A Play, A Pie and A Pint, Descent, Traverse, Review

Rating (out of 5)
4
Show details
Company
Òran Mór and presented by Traverse Theatre in association with Luminate, Scotland’s creative ageing festival
Production
Linda Duncan McLaughlin (writer), Alie Butler (director), Ross Kirkland (lighting design)
Performers
Barrie Hunter (Rob), Fiona MacNeil (Nicola), Wendy Seager (Cathy)
Running time
50mins

A song about a pair of old lovers, Ah yes, I remember it well , featured in the 1958 film, Gigi. The Lerner lyrics trace the treasured but different memories each has held over the years about their relationship and who’s to say which of them had it right? It’s when a memory goes altogether that problems arise.

The latest A Play, A Pie and A Pint from Linda Duncan McLaughlin is part of this year’s creative ageing festival Luminate and looks at the tragedy of one man’s descent to dementia and its impact on his family full in the face.

In a moving and intense interweaving of the past and future, McLaughlin’s script is brilliantly and sensitively delivered by the three strong cast who represent a small, close knit family. Wendy Seager is the loving and tolerant wife Cathy who, in keeping to her marital promise of ‘in sickness and in health,’ finds herself at the mercy of aggression as she deals with the colossal child that used to be her husband. Her words describing how she is a ‘ghost on his train’ and the importance of ‘grieving for the living’ are laden with poignancy.

The sharp change from the ordered life of Rob (Barrie Hunter) to the muddling loop of simple questions that remain perpetually unanswered in his mind is thrown into relief through the contrast of his love of precision in his architectural drawings, beautifully realised in a Will McLean style backdrop of miniature structures. Thoughts that are normally kept in check are given at times cruel and honest voice from the parents with daughter Nicola (Fiona MacNeil) taking on the calm, detached role of the mediator.
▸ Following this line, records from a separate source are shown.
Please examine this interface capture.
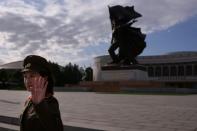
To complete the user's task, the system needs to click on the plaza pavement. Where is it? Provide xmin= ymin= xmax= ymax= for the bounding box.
xmin=0 ymin=90 xmax=197 ymax=131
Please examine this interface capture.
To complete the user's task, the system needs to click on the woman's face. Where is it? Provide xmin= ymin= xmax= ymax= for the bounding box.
xmin=23 ymin=71 xmax=41 ymax=92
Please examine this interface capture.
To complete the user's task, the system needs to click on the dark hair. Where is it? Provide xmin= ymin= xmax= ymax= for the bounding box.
xmin=39 ymin=69 xmax=54 ymax=95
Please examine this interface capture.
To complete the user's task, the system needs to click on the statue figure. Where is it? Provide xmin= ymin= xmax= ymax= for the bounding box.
xmin=108 ymin=5 xmax=146 ymax=65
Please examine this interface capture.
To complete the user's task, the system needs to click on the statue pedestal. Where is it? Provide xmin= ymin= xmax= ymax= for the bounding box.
xmin=93 ymin=55 xmax=148 ymax=81
xmin=90 ymin=55 xmax=158 ymax=92
xmin=101 ymin=65 xmax=148 ymax=81
xmin=94 ymin=64 xmax=148 ymax=81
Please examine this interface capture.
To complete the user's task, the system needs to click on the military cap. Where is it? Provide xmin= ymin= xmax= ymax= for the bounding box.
xmin=22 ymin=55 xmax=50 ymax=73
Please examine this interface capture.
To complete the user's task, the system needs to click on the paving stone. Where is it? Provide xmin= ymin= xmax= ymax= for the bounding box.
xmin=0 ymin=90 xmax=197 ymax=131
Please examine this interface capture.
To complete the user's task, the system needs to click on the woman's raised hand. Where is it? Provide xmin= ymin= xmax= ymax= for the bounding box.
xmin=31 ymin=76 xmax=48 ymax=104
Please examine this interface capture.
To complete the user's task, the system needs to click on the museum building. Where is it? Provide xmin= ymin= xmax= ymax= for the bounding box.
xmin=139 ymin=51 xmax=197 ymax=78
xmin=94 ymin=51 xmax=197 ymax=88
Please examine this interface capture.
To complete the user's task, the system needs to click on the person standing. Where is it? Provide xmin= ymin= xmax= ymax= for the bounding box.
xmin=20 ymin=55 xmax=63 ymax=131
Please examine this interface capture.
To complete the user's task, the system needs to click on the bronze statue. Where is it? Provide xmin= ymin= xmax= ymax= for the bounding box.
xmin=108 ymin=5 xmax=146 ymax=65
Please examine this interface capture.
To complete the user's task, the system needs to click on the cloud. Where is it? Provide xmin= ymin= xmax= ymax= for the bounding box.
xmin=0 ymin=0 xmax=197 ymax=65
xmin=135 ymin=0 xmax=197 ymax=33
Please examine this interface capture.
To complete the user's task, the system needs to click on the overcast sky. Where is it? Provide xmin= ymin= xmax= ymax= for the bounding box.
xmin=0 ymin=0 xmax=197 ymax=66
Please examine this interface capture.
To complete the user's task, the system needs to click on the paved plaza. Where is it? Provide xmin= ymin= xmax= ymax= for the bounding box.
xmin=0 ymin=90 xmax=197 ymax=131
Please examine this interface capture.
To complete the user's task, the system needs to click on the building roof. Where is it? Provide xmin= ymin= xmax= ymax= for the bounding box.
xmin=138 ymin=51 xmax=197 ymax=64
xmin=165 ymin=51 xmax=197 ymax=55
xmin=0 ymin=61 xmax=23 ymax=69
xmin=95 ymin=51 xmax=197 ymax=65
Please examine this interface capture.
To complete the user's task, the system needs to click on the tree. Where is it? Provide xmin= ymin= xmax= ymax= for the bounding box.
xmin=63 ymin=63 xmax=83 ymax=84
xmin=0 ymin=69 xmax=8 ymax=88
xmin=11 ymin=70 xmax=24 ymax=87
xmin=48 ymin=61 xmax=65 ymax=86
xmin=82 ymin=67 xmax=93 ymax=81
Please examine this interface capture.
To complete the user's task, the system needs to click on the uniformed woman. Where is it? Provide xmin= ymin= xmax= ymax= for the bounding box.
xmin=20 ymin=55 xmax=63 ymax=131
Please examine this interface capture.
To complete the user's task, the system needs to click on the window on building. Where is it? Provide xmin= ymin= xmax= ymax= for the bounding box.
xmin=170 ymin=66 xmax=177 ymax=76
xmin=178 ymin=65 xmax=184 ymax=76
xmin=163 ymin=66 xmax=169 ymax=76
xmin=155 ymin=66 xmax=161 ymax=77
xmin=148 ymin=67 xmax=154 ymax=77
xmin=186 ymin=65 xmax=192 ymax=76
xmin=194 ymin=64 xmax=197 ymax=76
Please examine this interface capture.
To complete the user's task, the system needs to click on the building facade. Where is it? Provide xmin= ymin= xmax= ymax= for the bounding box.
xmin=94 ymin=51 xmax=197 ymax=88
xmin=139 ymin=52 xmax=197 ymax=79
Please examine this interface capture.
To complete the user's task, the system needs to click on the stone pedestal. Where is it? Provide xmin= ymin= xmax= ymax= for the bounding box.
xmin=100 ymin=65 xmax=148 ymax=81
xmin=93 ymin=55 xmax=148 ymax=81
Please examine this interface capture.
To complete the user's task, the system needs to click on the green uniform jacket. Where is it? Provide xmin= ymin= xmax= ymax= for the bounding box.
xmin=20 ymin=96 xmax=64 ymax=131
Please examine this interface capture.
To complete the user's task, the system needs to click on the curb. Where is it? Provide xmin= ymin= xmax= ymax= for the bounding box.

The characters deliver the text at times directly, spelling out Rob’s journey from clarity to bewilderment; his morphing from a caring Dad and husband to his developing a Kafkaesque shell of insouciance that results in some shocking lack of inhibition.

This is no sugar coated vision but a set of realistic perspectives from different generations on the disorientating nature of mental lock down that is dementia. An arresting piece of theatre.